用於植入式生醫元件之低功率十位元每秒五十萬次取樣差量調變逐次漸進式類比數位轉換器

Abstract

在癲癇偵測與刺激的應用上，為了消除掉外部雜訊干擾，可植入性偵測元件需要滿足低功率要求。類比數位轉換器為其主要消耗功率電路之一。在眾多型態的類比數位轉換器裡，採用連續估算暫存器的方式為目前在焦耳對位元比表現上最為優越，但其無效率的切換方式，浪費了額外的功率與時間於不斷的找尋最終解。這裡提出一個對輸入訊號調變方式且改用預測其解的範圍，來降低額外切換電容所產生的功率消耗於冗餘的位元決定上。調變增加猜中率，藉由把前一個已解出來的數位碼，回授到輸入端並與目前取樣保持電路所取樣的類比值相減，來當作類比數位轉換器的輸入值。由於相鄰兩時間點，輸入訊號相似性頗高，故其相減值相當小。由成功大學蕭富勝教授領導團隊透過偵測實驗性老鼠的腦波。當其癲癇發作時，由外部裝置接收並放大，並以200Hz取樣率對其量化。放大後輸出電壓可達2V以上，但其相鄰兩點取樣值相減以500KHz做內差卻低於3mV。一般生理訊號範圍從0.5到2kHz，且多通道的設計可同時觀測大腦不同區域的變化，故設計八組通道對一類比數位轉換器以及取樣頻率為每秒五十萬次取樣。經由前置放大器將生理訊號放大，採用參考電壓為1.8V的類比數位轉換器只需十位元解析度。量測環境設定在輸入訊號頻率為100赫茲且參考電壓為1.8V下，量測結果為2.95μW和訊號對雜訊比為59.375dB，以及9.57的有效位元數。

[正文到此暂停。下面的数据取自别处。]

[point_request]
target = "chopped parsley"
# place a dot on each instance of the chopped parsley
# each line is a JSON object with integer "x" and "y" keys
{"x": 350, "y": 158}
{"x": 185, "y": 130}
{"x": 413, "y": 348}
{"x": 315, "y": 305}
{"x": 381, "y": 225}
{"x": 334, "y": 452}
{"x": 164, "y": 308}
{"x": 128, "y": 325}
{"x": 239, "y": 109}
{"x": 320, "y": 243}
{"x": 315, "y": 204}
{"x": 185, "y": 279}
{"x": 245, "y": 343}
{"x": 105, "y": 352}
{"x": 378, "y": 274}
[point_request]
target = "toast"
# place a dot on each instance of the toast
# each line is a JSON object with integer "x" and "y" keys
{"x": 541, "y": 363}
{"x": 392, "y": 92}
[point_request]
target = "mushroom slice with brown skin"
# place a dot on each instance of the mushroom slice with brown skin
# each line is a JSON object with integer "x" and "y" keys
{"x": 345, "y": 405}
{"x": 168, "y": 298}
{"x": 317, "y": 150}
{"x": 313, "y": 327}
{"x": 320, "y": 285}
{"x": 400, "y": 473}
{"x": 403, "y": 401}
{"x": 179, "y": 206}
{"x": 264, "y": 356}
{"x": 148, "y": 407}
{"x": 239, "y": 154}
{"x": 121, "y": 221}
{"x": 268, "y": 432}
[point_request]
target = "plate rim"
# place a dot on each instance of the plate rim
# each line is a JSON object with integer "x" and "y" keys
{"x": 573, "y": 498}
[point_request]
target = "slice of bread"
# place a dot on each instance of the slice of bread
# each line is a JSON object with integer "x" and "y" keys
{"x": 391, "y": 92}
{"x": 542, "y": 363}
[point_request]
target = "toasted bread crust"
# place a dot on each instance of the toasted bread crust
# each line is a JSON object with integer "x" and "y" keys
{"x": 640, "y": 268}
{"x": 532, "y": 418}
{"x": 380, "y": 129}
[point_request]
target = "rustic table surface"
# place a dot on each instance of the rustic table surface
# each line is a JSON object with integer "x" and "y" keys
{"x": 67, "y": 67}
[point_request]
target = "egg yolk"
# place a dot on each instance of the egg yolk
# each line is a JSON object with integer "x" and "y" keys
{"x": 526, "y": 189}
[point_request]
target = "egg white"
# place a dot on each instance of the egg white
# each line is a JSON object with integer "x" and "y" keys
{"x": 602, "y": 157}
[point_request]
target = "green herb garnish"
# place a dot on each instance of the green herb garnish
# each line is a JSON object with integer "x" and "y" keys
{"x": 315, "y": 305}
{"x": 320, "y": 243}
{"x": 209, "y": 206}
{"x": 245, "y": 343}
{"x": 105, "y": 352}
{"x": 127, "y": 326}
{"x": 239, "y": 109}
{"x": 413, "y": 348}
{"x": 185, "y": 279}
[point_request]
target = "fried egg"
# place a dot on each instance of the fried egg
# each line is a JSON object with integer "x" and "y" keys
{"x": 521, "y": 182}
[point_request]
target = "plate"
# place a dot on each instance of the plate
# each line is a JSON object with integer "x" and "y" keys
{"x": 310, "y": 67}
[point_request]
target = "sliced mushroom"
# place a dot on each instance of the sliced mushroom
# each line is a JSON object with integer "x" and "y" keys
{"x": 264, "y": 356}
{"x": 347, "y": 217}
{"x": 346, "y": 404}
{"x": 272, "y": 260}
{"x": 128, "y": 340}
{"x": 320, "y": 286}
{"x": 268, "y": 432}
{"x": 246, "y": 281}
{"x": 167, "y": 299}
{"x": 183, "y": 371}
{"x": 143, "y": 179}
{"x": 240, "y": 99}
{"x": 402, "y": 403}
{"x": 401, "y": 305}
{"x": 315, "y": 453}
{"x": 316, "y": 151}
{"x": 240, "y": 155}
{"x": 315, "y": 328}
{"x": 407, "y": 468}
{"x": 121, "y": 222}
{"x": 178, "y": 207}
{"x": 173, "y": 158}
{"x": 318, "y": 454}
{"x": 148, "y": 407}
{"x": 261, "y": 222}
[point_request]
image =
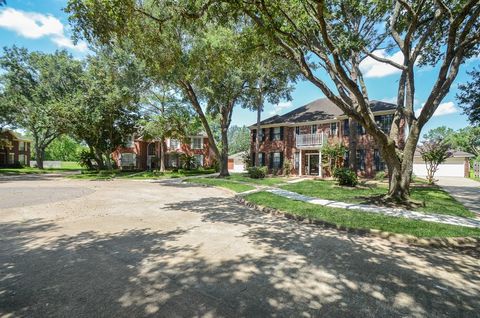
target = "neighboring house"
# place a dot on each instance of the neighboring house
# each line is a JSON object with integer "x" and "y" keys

For reducing outside noise in the applications of detection and stimulation of epilepsy, implantable epileptic devices require low power consumption. ADC is a power-hungry device in whole system. Delta-modulated SAR ADC using successive approximation register is power-efficiency than the other architectures, but conventional SAR ADC solving n-bit code form MSB to LSB is non-efficient. This work is proposed to modulate input signal and predicts the range to reduce redundant steps. Using the difference between the previously solved code and sampled input signal as input signal of ADC increases the hit rate of prediction, because in the same channel, the delta value between two successive samples is considerably small. Prof. F. Shaw and coworkers use external instruments to detect ECoG of Long-Evens rats. When epileptic seizure happened, the amplified voltage can reach above 2V. However, the delta value interpolated by 500kHz is less than 3mV. Since signal frequency of most of the bio-potential signals is in the range between 0.5Hz and 2KHz. Multi-channel design can simultaneously detect localized variations. Measured results of proposed delta-modulated SAR ADC show the total power consumption is 2.95μW, SNDR of 59.375dB, and ENOB of 9.57 at Fin=100Hz with supply voltage of 1.8V.